公立大学法人名桜大学

 

平成27年度 名桜大学総合研究所シンポジウム開催報告 ―観光環境部門―

観光環境部門
バードウォチングとエコツーリズム ~地域活性化と観光促進~ 

 総合研究所では、本学全教員を研究所員とし、「言語文化部門」「経営情報部門」「観光環境部門」「社会政策部門」「健康科学部門」「看護科学部門」の6部門に分かれて、専門的・学際的な研究活動を展開しています。このたび開催された観光環境部門によるシンポジウムについて報告します。

 

日時:平成27年9月23日(水)15:00-18:30
場所:名桜大学学生会館(SAKURAUM)3階第講義室B

【プログラム】

基調講演
 ●樋口広芳(東京大学名誉教授/慶應義塾大学特任教授)

事例報告
 ●新垣裕治(名桜大学国際学群教授)
 ●嵩原健二(沖縄野鳥研究会会員)
 ●Lim Kim Seng(シンガポール自然協会会員)
 ●Kyungwon Kim(韓国エコツーリズム協会会長)
 ●Victor Yu(エコツーリズム台湾主宰)

参加人数:90人

 

 

 70人程度と非常に多くの方々に参加していただきました。

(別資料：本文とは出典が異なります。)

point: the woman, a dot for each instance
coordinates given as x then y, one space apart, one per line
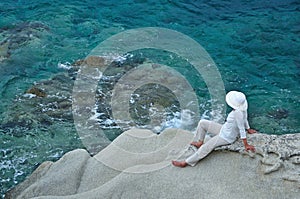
235 126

参加者は主に、エコツーリズム(以下ET)やバードウォチング(以下BW)関係者であっと思われますが、北部地域の観光協会の方々や行政、沖縄観光コンベンションビューローからの参加者もありました。

 シンポジウムの運営については、本学学生がボランティア(3人)として関わり、会場の設営や片付等を担当しました。また、シンポジウムの逐次通訳(英語→日本語)は本学の語学教育専攻学生(2人)が担当しました。

 基調講演の樋口先生には、野鳥の面白さと日本の鳥類、また、先生のこれまでの研究で取り組んでこられた渡り鳥等の講演をしていただきました。事例報告では、新垣が東南アジアでのBWの取り組みをマレーシアで行われたAsian Bird Fair大会での経験を通して講演しました。嵩原氏には、沖縄の鳥類の特徴と沖縄におけるBWの現状について講演をしていただきました。Lim氏には、シンガポールにおけるBWの現状と課題について講演していただきました。Kyungwon氏には、韓国でのBWと生息地の保全の取り組みについて講演をしていただきました。Victor氏には、ETの推進にはET協会等のNPOと旅行社と協力が重要であるとの講演をしていただきました。

 総合討論では、花井氏をコーディネーターとして、講演への質問や沖縄におけるBWを含めてのETの推進についての議論が交わされました。沖縄、台湾、韓国、シンガポールと国は違っていても、BWやETの抱える問題は共通し、共同できる要素も多いことが分かったシンポジウムでした。